I’m not a drug user, but there’s no denying the sheer mass of money that’s wasted every year at the municipal, provincial (or state) and federal levels on this pointless exercise. Portugal is simply a better country with less of a drug problem, fewer incidences of HIV and less theft as a result of their drug policy efforts.

Last week, I linked to a Monocle article commenting on the slightly lacking experience of shopping online. Mihalis Vitoroulis offered his take on Twitter:

I can’t imagine Mr. Porter is doing all that well compared to net-a-porter. It isn’t because the site sucks (it’s great), it’s just that buying menswear online was cool for about a year. And then everyone realized buying a blazer without trying it on first is stupid. Browsing through the sale and seeing a dozen shirts/coats I would buy in store but wouldn’t waste my time buying online only to return later.

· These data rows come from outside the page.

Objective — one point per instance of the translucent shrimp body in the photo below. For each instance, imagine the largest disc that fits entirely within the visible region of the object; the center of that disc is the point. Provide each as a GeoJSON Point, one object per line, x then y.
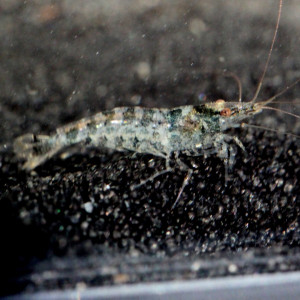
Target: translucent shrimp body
{"type": "Point", "coordinates": [157, 131]}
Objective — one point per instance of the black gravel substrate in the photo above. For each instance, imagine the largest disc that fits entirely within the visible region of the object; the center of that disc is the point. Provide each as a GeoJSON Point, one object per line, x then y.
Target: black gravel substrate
{"type": "Point", "coordinates": [75, 221]}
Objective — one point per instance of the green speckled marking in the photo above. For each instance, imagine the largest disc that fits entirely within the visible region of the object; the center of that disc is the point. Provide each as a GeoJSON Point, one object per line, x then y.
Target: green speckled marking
{"type": "Point", "coordinates": [72, 134]}
{"type": "Point", "coordinates": [204, 110]}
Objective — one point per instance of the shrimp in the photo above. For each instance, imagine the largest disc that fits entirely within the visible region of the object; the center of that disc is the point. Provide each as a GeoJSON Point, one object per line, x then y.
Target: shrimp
{"type": "Point", "coordinates": [191, 129]}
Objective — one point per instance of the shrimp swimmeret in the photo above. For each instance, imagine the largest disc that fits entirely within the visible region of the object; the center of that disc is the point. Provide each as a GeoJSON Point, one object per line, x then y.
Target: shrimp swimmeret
{"type": "Point", "coordinates": [192, 129]}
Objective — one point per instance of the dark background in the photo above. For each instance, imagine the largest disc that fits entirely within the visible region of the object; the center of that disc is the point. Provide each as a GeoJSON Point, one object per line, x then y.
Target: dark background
{"type": "Point", "coordinates": [76, 221]}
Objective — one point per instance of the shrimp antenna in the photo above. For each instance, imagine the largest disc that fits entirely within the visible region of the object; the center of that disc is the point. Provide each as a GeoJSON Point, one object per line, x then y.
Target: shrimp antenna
{"type": "Point", "coordinates": [269, 55]}
{"type": "Point", "coordinates": [280, 93]}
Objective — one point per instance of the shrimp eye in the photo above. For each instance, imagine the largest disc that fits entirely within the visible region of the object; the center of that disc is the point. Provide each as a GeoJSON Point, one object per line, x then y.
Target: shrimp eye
{"type": "Point", "coordinates": [226, 112]}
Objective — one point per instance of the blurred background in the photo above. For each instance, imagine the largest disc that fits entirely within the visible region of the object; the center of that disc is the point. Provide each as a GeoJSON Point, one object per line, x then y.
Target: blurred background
{"type": "Point", "coordinates": [76, 222]}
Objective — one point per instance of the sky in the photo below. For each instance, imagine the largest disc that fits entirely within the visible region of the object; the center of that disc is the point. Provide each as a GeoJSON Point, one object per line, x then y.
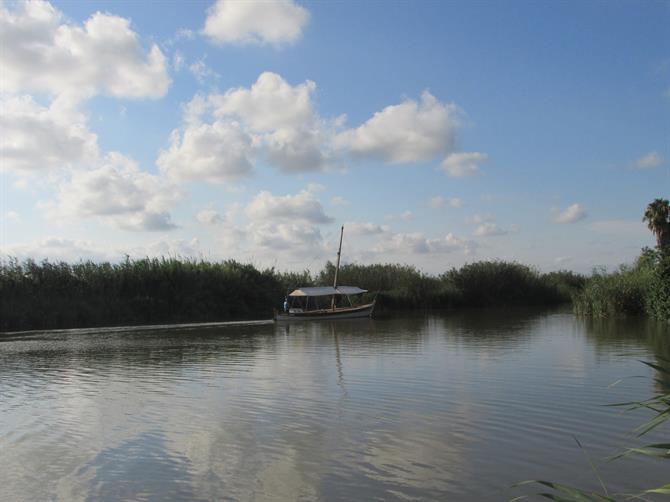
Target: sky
{"type": "Point", "coordinates": [437, 133]}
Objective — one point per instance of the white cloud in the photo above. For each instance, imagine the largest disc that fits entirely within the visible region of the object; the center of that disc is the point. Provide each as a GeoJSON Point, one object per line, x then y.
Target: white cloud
{"type": "Point", "coordinates": [42, 52]}
{"type": "Point", "coordinates": [355, 228]}
{"type": "Point", "coordinates": [37, 138]}
{"type": "Point", "coordinates": [436, 202]}
{"type": "Point", "coordinates": [417, 243]}
{"type": "Point", "coordinates": [290, 208]}
{"type": "Point", "coordinates": [171, 247]}
{"type": "Point", "coordinates": [119, 192]}
{"type": "Point", "coordinates": [649, 161]}
{"type": "Point", "coordinates": [339, 201]}
{"type": "Point", "coordinates": [270, 104]}
{"type": "Point", "coordinates": [56, 248]}
{"type": "Point", "coordinates": [275, 23]}
{"type": "Point", "coordinates": [271, 120]}
{"type": "Point", "coordinates": [201, 71]}
{"type": "Point", "coordinates": [217, 152]}
{"type": "Point", "coordinates": [408, 132]}
{"type": "Point", "coordinates": [297, 237]}
{"type": "Point", "coordinates": [624, 228]}
{"type": "Point", "coordinates": [570, 214]}
{"type": "Point", "coordinates": [459, 165]}
{"type": "Point", "coordinates": [489, 229]}
{"type": "Point", "coordinates": [209, 217]}
{"type": "Point", "coordinates": [439, 201]}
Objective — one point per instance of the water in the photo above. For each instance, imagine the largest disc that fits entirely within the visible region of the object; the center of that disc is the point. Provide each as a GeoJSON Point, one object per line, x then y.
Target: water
{"type": "Point", "coordinates": [422, 407]}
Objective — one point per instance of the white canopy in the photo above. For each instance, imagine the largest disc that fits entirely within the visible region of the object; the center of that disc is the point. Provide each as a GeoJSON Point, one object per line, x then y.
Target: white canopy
{"type": "Point", "coordinates": [328, 291]}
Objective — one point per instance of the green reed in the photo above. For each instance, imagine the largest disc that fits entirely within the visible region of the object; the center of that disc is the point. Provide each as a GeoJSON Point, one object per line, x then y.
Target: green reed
{"type": "Point", "coordinates": [49, 295]}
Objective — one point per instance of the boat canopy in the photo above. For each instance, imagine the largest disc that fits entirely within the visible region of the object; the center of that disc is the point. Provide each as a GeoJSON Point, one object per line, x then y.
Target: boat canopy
{"type": "Point", "coordinates": [328, 291]}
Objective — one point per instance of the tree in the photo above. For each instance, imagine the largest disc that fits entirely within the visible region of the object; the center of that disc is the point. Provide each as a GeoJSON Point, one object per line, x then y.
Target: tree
{"type": "Point", "coordinates": [657, 217]}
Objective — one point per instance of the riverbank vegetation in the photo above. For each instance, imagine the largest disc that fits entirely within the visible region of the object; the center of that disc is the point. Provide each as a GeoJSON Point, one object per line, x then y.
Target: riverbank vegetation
{"type": "Point", "coordinates": [644, 287]}
{"type": "Point", "coordinates": [50, 295]}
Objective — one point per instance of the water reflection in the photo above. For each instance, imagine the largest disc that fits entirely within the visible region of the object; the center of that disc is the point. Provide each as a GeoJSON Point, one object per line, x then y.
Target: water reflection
{"type": "Point", "coordinates": [421, 407]}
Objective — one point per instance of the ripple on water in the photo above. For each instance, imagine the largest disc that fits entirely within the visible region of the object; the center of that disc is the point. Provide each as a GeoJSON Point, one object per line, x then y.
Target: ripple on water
{"type": "Point", "coordinates": [417, 408]}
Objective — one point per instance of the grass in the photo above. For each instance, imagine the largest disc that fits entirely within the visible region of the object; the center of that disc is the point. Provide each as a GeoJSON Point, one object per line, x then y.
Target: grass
{"type": "Point", "coordinates": [659, 405]}
{"type": "Point", "coordinates": [50, 295]}
{"type": "Point", "coordinates": [643, 288]}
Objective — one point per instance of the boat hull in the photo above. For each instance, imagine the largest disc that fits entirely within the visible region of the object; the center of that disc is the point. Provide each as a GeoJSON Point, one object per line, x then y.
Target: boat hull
{"type": "Point", "coordinates": [327, 314]}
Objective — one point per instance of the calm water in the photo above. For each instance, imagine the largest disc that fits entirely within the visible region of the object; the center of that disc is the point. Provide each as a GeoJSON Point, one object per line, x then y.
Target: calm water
{"type": "Point", "coordinates": [427, 407]}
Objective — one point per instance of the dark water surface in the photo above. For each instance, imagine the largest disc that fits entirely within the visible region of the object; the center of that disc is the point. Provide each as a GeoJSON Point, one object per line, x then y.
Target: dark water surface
{"type": "Point", "coordinates": [426, 407]}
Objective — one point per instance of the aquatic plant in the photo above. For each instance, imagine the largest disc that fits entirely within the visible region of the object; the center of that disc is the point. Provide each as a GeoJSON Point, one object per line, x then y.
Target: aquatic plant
{"type": "Point", "coordinates": [659, 405]}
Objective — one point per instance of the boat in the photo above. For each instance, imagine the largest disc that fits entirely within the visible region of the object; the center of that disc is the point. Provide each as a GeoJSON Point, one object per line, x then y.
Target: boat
{"type": "Point", "coordinates": [325, 302]}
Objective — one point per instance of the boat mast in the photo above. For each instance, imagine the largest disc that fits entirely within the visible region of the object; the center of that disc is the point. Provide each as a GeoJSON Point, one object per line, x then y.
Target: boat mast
{"type": "Point", "coordinates": [337, 267]}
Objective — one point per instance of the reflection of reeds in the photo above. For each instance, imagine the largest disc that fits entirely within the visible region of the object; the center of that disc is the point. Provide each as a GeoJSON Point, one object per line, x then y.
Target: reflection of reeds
{"type": "Point", "coordinates": [659, 405]}
{"type": "Point", "coordinates": [170, 290]}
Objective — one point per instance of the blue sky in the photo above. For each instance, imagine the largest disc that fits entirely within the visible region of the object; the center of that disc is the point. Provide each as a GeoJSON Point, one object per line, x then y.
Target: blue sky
{"type": "Point", "coordinates": [438, 133]}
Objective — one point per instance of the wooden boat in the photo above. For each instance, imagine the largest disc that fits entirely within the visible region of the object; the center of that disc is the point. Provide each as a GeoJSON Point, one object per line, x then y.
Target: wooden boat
{"type": "Point", "coordinates": [310, 304]}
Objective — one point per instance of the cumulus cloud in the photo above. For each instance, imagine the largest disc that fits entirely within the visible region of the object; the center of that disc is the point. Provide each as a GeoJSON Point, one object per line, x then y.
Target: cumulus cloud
{"type": "Point", "coordinates": [44, 53]}
{"type": "Point", "coordinates": [463, 164]}
{"type": "Point", "coordinates": [300, 207]}
{"type": "Point", "coordinates": [224, 135]}
{"type": "Point", "coordinates": [217, 152]}
{"type": "Point", "coordinates": [649, 161]}
{"type": "Point", "coordinates": [119, 192]}
{"type": "Point", "coordinates": [209, 217]}
{"type": "Point", "coordinates": [298, 237]}
{"type": "Point", "coordinates": [57, 248]}
{"type": "Point", "coordinates": [628, 228]}
{"type": "Point", "coordinates": [417, 243]}
{"type": "Point", "coordinates": [275, 23]}
{"type": "Point", "coordinates": [570, 214]}
{"type": "Point", "coordinates": [436, 202]}
{"type": "Point", "coordinates": [356, 228]}
{"type": "Point", "coordinates": [488, 229]}
{"type": "Point", "coordinates": [269, 104]}
{"type": "Point", "coordinates": [439, 201]}
{"type": "Point", "coordinates": [36, 138]}
{"type": "Point", "coordinates": [408, 132]}
{"type": "Point", "coordinates": [338, 200]}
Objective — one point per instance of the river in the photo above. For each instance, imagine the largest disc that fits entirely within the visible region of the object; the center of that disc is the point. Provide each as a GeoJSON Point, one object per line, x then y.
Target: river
{"type": "Point", "coordinates": [436, 406]}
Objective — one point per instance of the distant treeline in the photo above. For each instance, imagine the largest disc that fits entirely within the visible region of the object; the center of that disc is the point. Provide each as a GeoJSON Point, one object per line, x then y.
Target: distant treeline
{"type": "Point", "coordinates": [50, 295]}
{"type": "Point", "coordinates": [643, 288]}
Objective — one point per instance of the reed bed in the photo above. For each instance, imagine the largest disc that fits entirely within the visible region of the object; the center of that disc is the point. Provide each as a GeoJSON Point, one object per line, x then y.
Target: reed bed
{"type": "Point", "coordinates": [643, 288]}
{"type": "Point", "coordinates": [50, 295]}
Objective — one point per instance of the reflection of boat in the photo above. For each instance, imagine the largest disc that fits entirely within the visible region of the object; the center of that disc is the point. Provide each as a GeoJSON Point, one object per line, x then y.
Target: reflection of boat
{"type": "Point", "coordinates": [309, 304]}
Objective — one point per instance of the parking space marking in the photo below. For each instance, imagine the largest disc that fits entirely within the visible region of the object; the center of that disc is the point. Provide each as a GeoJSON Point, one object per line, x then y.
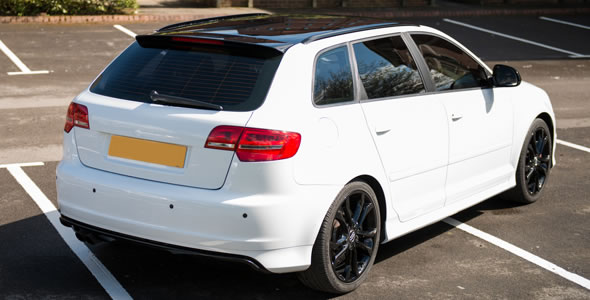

Vito’s Twitter feed is protected, but I received permission to re-post these. A really smart take on the deficiencies of online stores.

Craig Mod wrote a beautiful essay regarding the passing of Steve Jobs in October, but he only recently published it. It’s one of the best pieces I’ve seen regarding that news.

The hagiographic accounts after the passing of Steve this year understandably cast his accomplishments in an otherworldly light. But in my mind, he will be, as he became to me in this past year, that guy over there also eating brunch at Calafia. The neighbor in a comfortable neighborhood who happened to posses a beautiful, driven mind. Not a saint or a god but simply a someone who had a vision and executed, methodically and consistently and unrelentingly.